At the end of November, a month after it was announced, Simon Stevens said that the scheme would not be renewed after March. But the damage has been done and a line has been crossed. This debacle is just the latest example of a medical culture, promoted by successive governments over the last twenty years, that rewards over-diagnosis and the prescription of drugs over personalised, professional care. Clinical trials, often funded by drug companies, show the benefit of a particular medication in a select population, usually people under 75, who suffer from a single or perhaps two conditions. Those results are then extrapolated to very different populations – older, frailer, more likely to suffer side effects and with multiple complicating conditions – and guidelines issued urging prescriptions of higher-dose drugs to these broader populations. The dementia initiative was unacceptable because it was the most flagrantly immoral example yet seen of the introduction of financial bias into what should be the protected space of the consulting room.

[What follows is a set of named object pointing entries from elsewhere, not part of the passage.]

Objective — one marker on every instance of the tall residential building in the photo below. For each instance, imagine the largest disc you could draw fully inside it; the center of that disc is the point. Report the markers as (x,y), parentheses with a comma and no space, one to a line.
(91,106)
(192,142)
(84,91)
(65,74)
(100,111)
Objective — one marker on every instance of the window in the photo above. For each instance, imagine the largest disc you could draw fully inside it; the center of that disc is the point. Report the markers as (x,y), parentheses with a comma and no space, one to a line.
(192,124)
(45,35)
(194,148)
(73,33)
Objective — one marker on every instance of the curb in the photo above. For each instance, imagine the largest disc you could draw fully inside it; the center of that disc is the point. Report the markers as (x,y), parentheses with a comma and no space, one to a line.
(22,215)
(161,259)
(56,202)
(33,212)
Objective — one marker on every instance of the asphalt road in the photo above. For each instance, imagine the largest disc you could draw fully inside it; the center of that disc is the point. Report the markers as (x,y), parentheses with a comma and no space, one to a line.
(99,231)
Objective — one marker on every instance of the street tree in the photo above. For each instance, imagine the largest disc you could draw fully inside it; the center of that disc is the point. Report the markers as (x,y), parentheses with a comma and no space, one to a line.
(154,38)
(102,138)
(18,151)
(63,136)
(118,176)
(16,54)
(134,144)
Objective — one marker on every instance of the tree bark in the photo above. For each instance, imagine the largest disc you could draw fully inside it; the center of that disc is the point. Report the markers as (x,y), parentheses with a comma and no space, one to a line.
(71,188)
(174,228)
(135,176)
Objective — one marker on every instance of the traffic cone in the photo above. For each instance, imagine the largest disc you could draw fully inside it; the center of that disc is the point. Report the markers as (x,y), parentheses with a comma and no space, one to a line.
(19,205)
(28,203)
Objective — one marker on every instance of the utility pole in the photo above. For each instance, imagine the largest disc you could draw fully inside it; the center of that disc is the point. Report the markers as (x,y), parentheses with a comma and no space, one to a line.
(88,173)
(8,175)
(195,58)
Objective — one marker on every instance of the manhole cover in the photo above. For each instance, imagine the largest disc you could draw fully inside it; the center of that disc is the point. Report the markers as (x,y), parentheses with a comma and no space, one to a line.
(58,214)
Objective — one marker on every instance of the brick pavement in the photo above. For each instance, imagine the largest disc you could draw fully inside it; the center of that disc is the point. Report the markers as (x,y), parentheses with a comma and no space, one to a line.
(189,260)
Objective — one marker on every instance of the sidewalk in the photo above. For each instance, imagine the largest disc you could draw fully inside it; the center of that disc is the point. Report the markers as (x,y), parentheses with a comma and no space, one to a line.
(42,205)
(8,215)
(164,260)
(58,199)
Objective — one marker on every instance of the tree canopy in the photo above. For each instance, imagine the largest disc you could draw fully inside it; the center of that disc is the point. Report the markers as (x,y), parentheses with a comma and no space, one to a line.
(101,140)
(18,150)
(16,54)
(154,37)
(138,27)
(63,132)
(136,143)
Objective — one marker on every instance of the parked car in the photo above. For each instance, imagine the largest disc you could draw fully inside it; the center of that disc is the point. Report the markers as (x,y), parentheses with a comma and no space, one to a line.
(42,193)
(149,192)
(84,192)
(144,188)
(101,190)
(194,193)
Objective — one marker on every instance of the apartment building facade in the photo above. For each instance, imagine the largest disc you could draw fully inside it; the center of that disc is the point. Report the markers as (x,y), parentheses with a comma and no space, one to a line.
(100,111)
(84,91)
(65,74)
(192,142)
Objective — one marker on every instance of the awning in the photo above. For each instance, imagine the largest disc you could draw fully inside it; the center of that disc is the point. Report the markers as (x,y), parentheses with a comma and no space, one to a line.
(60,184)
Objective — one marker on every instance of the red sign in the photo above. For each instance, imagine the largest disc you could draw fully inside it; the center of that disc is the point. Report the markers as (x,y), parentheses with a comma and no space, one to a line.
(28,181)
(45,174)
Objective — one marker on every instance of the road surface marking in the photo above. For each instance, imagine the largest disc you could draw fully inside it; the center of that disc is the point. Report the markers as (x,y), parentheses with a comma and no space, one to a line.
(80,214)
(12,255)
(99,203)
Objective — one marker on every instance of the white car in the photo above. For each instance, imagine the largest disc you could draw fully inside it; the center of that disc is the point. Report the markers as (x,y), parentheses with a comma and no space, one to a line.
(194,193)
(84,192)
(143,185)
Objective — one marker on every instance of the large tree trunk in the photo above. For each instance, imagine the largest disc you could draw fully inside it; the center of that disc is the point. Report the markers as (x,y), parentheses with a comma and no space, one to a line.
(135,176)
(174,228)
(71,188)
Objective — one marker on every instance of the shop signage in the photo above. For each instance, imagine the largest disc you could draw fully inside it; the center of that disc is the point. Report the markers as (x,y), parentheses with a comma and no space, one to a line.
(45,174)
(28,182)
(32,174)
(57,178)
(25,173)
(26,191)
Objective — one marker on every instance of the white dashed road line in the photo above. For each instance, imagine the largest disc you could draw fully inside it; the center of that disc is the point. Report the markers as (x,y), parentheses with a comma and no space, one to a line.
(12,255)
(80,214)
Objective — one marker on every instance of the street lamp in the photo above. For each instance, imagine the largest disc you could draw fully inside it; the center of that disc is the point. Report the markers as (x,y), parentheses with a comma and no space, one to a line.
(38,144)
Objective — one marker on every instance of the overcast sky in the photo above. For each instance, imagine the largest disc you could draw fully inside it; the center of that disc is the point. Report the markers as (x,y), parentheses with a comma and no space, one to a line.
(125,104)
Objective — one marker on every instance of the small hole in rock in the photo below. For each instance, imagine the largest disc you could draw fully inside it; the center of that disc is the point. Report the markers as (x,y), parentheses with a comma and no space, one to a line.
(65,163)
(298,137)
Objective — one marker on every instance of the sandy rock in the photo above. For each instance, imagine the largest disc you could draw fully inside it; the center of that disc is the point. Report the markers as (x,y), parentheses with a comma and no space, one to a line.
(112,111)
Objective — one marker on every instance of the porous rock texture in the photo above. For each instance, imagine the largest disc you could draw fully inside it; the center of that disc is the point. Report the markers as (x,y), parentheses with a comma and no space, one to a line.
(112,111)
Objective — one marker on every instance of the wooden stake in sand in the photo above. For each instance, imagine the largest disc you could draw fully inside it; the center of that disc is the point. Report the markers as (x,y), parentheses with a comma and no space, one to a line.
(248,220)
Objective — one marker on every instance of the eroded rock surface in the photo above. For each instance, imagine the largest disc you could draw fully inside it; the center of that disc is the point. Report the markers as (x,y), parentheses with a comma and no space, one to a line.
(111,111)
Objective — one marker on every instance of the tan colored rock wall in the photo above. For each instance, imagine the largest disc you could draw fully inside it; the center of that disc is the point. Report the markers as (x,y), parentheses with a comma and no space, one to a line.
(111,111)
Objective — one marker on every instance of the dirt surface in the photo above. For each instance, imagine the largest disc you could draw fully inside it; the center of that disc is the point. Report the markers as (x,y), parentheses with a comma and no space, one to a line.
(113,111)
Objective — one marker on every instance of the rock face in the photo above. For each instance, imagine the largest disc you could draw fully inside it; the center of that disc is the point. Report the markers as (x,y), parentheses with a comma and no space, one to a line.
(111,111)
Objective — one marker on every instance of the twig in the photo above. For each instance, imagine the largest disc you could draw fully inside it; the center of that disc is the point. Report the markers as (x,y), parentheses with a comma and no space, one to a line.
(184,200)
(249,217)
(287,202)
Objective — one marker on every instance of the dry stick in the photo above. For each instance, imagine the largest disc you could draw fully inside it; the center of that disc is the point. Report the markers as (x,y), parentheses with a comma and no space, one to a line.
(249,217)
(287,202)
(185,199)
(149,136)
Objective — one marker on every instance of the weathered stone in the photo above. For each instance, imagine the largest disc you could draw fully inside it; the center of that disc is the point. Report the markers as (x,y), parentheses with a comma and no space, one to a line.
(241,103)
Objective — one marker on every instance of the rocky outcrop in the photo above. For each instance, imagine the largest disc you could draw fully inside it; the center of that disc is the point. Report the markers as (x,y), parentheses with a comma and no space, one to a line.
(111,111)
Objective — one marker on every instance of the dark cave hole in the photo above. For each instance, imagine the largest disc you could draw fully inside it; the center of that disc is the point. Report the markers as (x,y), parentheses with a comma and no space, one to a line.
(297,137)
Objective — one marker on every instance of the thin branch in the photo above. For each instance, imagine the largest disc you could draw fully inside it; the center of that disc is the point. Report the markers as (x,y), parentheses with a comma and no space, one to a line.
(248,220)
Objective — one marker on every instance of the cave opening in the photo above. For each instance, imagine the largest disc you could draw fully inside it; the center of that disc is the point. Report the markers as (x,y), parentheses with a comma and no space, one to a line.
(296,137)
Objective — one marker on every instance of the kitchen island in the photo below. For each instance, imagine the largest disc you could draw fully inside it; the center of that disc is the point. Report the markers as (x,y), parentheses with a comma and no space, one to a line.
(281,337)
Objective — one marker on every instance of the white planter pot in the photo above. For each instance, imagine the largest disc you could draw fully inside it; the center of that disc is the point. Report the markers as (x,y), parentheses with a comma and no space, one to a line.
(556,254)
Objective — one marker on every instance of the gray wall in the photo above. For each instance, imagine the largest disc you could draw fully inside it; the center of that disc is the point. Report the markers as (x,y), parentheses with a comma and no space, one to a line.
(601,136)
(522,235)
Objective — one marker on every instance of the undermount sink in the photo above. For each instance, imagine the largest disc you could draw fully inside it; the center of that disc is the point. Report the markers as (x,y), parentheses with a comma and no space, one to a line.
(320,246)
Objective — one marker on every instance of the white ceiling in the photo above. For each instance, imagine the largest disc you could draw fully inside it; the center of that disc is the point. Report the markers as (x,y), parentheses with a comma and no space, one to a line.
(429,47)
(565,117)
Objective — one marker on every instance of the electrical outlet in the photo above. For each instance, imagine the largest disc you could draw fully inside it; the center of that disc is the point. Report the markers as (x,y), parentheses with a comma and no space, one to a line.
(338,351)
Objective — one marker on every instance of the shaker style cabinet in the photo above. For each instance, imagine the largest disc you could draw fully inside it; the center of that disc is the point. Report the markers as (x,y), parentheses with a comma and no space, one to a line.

It wasn’t always protected. In February 1948 Aneurin Bevan gave a speech to Parliament in which he deplored doctors’ resistance – organised by the BMA – to the establishment of a new National Health Service. Some doctors, Bevan said, talked as if their private practice was the glory of the profession. ‘What should be the glory of the profession,’ he said, ‘is that a doctor should be able to meet his patients with no financial anxiety.’ He wanted the issue of payment taken out of the consulting room, so that it wouldn’t taint the clinician’s decisions, or erode the patient’s trust. He urged the Conservative Party to help pass the act against the wishes of doctors’ representatives: ‘We ought to take pride in the fact that, despite our financial and economic anxieties, we are still able to do the most civilised thing in the world – put the welfare of the sick in front of every other consideration.’ It is a measure of the success of the NHS that it is doctors who are now defending Bevan’s vision, while the current minister for health would have us grasping after the money.